Re: an observation and proposal about hyphenation codes

2024-08-06 Thread Dave Kemper
On Wed, Jul 31, 2024 at 11:51 PM Werner LEMBERG  wrote:
> > However, in the meantime, meaning for groff 1.24, I propose to move
> > `hcode` definitions to where they make more sense: the character set
> > macro files "koi8-r.tmac", "latin1.tmac", "latin2.tmac", and
> > "latin9.tmac".  (If/when I do that, I'll need to update the
> > "tmac/LOCALIZATION" file accordingly.)
>
> Probably a good idea.  The few cases where this has to be changed
> (classical example: Turkish needs 'İ' mapped to 'i' and 'I' mapped to
> 'ı') can be overridden in a language-specific hyphenation setup.

This change was made in commit 0629380a9
(http://git.savannah.gnu.org/cgit/groff.git/commit/?id=0629380a9).
But it doesn't seem to be the right solution, because now hyphenation
varies depending on output format.  This surely can't be the intent.

$ cat test.59397
.hy 4
.ll 1u
resume
r\['e]sum\['e]
$ groff --version | head -1
GNU groff version 1.23.0.1624-4d251-dirty
$ groff -Wbreak -Tlatin1 test.59397 | cat -s
re-
sume
ré-
sumé

$ groff -Wbreak -a test.59397

re
sume
r<'e>sum<'e>



Re: an observation and proposal about hyphenation codes

2024-08-06 Thread G. Branden Robinson
At 2024-08-06T08:41:49-0500, Dave Kemper wrote:
> On Wed, Jul 31, 2024 at 11:51 PM Werner LEMBERG  wrote:
> > > However, in the meantime, meaning for groff 1.24, I propose to move
> > > `hcode` definitions to where they make more sense: the character set
> > > macro files "koi8-r.tmac", "latin1.tmac", "latin2.tmac", and
> > > "latin9.tmac".  (If/when I do that, I'll need to update the
> > > "tmac/LOCALIZATION" file accordingly.)
> >
> > Probably a good idea.  The few cases where this has to be changed
> > (classical example: Turkish needs 'İ' mapped to 'i' and 'I' mapped to
> > 'ı') can be overridden in a language-specific hyphenation setup.
> 
> This change was made in commit 0629380a9
> (http://git.savannah.gnu.org/cgit/groff.git/commit/?id=0629380a9).
> But it doesn't seem to be the right solution, because now hyphenation
> varies depending on output format.  This surely can't be the intent.
> 
> $ cat test.59397
> .hy 4
> .ll 1u
> resume
> r\['e]sum\['e]
> $ groff --version | head -1
> GNU groff version 1.23.0.1624-4d251-dirty
> $ groff -Wbreak -Tlatin1 test.59397 | cat -s
> re-
> sume
> ré-
> sumé
> 
> $ groff -Wbreak -a test.59397
> 
> re
> sume
> r<'e>sum<'e>

I'm thinking this has more to do with line length handling than
hyphenation; `-ww` before `-Wbreak` might have helped.

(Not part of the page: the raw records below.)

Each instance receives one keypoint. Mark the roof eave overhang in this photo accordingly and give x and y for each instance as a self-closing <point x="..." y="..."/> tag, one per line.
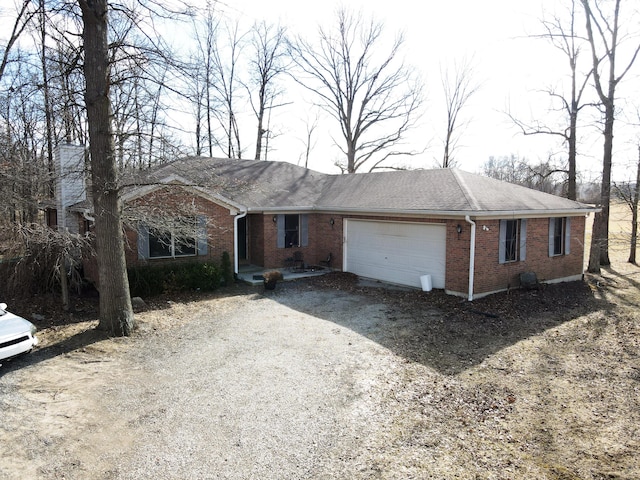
<point x="205" y="193"/>
<point x="487" y="215"/>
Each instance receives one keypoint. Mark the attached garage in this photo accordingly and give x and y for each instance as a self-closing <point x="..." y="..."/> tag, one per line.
<point x="396" y="252"/>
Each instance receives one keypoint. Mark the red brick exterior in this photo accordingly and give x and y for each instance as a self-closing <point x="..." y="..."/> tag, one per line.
<point x="326" y="236"/>
<point x="490" y="275"/>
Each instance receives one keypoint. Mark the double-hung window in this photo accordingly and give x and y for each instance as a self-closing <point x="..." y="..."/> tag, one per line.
<point x="559" y="236"/>
<point x="513" y="240"/>
<point x="184" y="237"/>
<point x="293" y="230"/>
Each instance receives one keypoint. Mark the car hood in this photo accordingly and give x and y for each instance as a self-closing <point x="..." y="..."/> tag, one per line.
<point x="12" y="325"/>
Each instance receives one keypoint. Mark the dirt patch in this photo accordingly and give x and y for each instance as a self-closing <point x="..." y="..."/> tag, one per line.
<point x="329" y="378"/>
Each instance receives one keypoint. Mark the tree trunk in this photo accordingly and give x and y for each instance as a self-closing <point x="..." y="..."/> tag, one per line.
<point x="116" y="314"/>
<point x="634" y="215"/>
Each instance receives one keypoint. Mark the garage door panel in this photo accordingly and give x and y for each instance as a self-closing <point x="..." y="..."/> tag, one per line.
<point x="397" y="252"/>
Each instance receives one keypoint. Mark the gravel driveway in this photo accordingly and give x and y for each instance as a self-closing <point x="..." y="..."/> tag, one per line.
<point x="248" y="386"/>
<point x="331" y="379"/>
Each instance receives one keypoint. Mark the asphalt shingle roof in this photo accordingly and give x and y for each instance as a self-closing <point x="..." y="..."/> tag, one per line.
<point x="266" y="185"/>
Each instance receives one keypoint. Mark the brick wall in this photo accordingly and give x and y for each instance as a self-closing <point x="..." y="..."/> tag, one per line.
<point x="324" y="237"/>
<point x="491" y="275"/>
<point x="172" y="200"/>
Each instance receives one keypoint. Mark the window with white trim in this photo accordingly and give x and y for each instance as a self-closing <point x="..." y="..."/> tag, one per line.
<point x="513" y="240"/>
<point x="559" y="236"/>
<point x="293" y="230"/>
<point x="187" y="238"/>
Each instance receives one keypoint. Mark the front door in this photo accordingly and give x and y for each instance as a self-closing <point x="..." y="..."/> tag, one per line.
<point x="242" y="249"/>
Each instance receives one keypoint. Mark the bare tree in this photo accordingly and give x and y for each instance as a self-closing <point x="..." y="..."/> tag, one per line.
<point x="22" y="20"/>
<point x="629" y="193"/>
<point x="268" y="60"/>
<point x="225" y="64"/>
<point x="563" y="36"/>
<point x="200" y="76"/>
<point x="513" y="169"/>
<point x="605" y="37"/>
<point x="116" y="313"/>
<point x="458" y="87"/>
<point x="363" y="85"/>
<point x="308" y="141"/>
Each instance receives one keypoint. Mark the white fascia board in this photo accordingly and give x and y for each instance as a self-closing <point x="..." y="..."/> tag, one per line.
<point x="487" y="215"/>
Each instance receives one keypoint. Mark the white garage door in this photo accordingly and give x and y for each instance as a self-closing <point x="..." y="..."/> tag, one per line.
<point x="396" y="252"/>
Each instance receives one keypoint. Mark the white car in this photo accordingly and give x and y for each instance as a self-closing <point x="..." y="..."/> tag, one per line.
<point x="17" y="335"/>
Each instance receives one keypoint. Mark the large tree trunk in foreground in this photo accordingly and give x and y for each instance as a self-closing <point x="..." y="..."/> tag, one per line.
<point x="116" y="314"/>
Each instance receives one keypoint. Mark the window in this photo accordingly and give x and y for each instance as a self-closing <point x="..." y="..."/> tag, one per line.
<point x="187" y="239"/>
<point x="293" y="230"/>
<point x="513" y="240"/>
<point x="168" y="244"/>
<point x="559" y="236"/>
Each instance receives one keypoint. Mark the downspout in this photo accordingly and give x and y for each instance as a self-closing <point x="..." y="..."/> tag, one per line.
<point x="235" y="240"/>
<point x="85" y="214"/>
<point x="472" y="255"/>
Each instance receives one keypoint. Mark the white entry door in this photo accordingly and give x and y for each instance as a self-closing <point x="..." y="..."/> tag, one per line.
<point x="396" y="252"/>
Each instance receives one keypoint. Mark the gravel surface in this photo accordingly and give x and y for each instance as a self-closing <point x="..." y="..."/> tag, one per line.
<point x="330" y="378"/>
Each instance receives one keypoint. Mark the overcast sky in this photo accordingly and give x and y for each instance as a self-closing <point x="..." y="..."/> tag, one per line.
<point x="510" y="66"/>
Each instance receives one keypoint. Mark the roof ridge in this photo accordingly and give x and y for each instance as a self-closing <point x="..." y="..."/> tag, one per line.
<point x="466" y="191"/>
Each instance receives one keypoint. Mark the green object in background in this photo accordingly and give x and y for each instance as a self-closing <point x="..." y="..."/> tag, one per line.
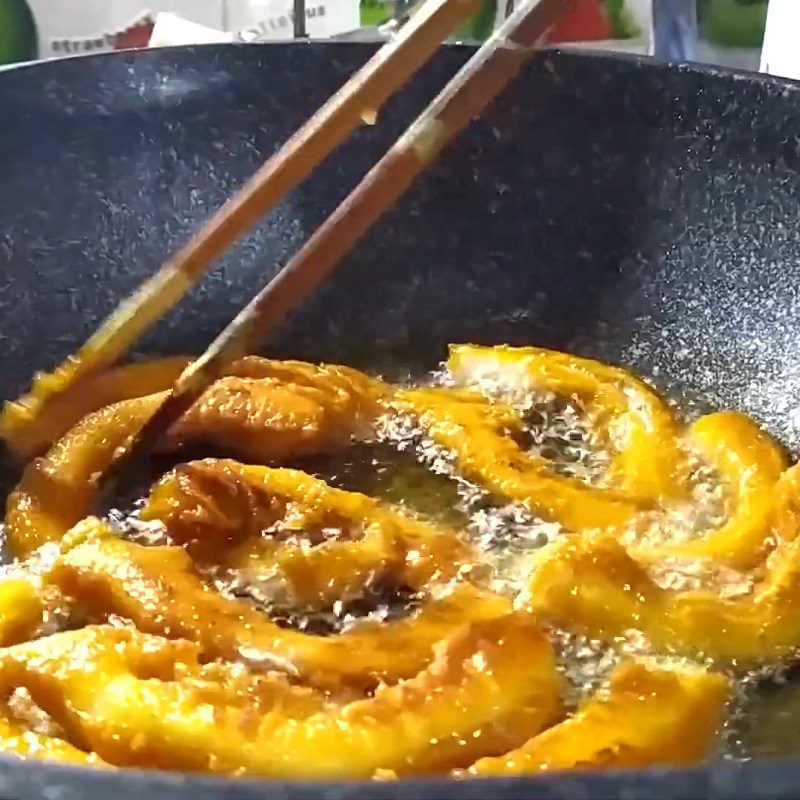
<point x="733" y="23"/>
<point x="480" y="27"/>
<point x="373" y="12"/>
<point x="623" y="25"/>
<point x="17" y="32"/>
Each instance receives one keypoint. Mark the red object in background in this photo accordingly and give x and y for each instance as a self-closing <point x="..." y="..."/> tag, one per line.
<point x="136" y="35"/>
<point x="588" y="22"/>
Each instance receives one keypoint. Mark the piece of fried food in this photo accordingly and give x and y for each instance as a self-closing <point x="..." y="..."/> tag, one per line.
<point x="647" y="715"/>
<point x="482" y="437"/>
<point x="298" y="409"/>
<point x="628" y="416"/>
<point x="592" y="585"/>
<point x="159" y="590"/>
<point x="140" y="700"/>
<point x="30" y="427"/>
<point x="318" y="543"/>
<point x="752" y="464"/>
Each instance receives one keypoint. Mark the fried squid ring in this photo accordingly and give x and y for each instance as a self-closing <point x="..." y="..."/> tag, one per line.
<point x="139" y="700"/>
<point x="752" y="464"/>
<point x="256" y="518"/>
<point x="29" y="430"/>
<point x="631" y="419"/>
<point x="594" y="586"/>
<point x="21" y="610"/>
<point x="481" y="435"/>
<point x="298" y="409"/>
<point x="646" y="715"/>
<point x="18" y="740"/>
<point x="158" y="589"/>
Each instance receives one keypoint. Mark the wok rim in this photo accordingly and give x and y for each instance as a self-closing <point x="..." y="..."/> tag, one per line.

And the line length will of course have a big impact on where
hyphenation breaks occur.

But as it happens I can't reproduce this misbehavior anyway.

$ cat EXPERIMENTS/resume-special.groff
.ec @
.ll 1u
r@['e]sum@['e]
.hcode @['e] e
r@['e]sum@['e]
.hcode @['E] @['e]
R@['E]SUM@['E]
.pl @n[nl]u

(The changed escape character is because the foregoing is the basis of a
regression test; it gets stuff into a shell variable assignment, and I
am fearful of Unix shell vendors not getting backslash handling correct
or consistent.)

$ ./build/test-groff -Tutf8 -ww -Wbreak EXPERIMENTS/resume-special.groff
troff:EXPERIMENTS/resume-special.groff:2: warning: setting computed line length 
0u to device horizontal motion quantum
ré‐
sumé
ré‐
sumé
RÉ‐
SUMÉ
$ ./build/test-groff -Tps -a -ww -Wbreak EXPERIMENTS/resume-special.groff

r<'e>sum<'e>
r<'e>
sum<'e>
R<'E>
SUM<'E>

I'm running my working copy, of course, but that hasn't changed much
since I pushed.

99a5af3c7 (HEAD -> master) ChangeLog: Add bug-closer for old entry.
4d2514bd4 (origin/master, origin/HEAD) [docs]: Fix content, style, and markup 
nits.

Can you reproduce my results above, using my input and command lines?

Regards,
Branden


signature.asc
Description: PGP signature


Re: an observation and proposal about hyphenation codes

2024-08-06 Thread Dave Kemper
On Tue, Aug 6, 2024 at 9:48 AM G. Branden Robinson
 wrote:
> I'm thinking this has more to do with line length handling than
> hyphenation; `-ww` before `-Wbreak` might have helped.

I'm half-certain it has to do with when latin1.tmac is loaded and when it isn't.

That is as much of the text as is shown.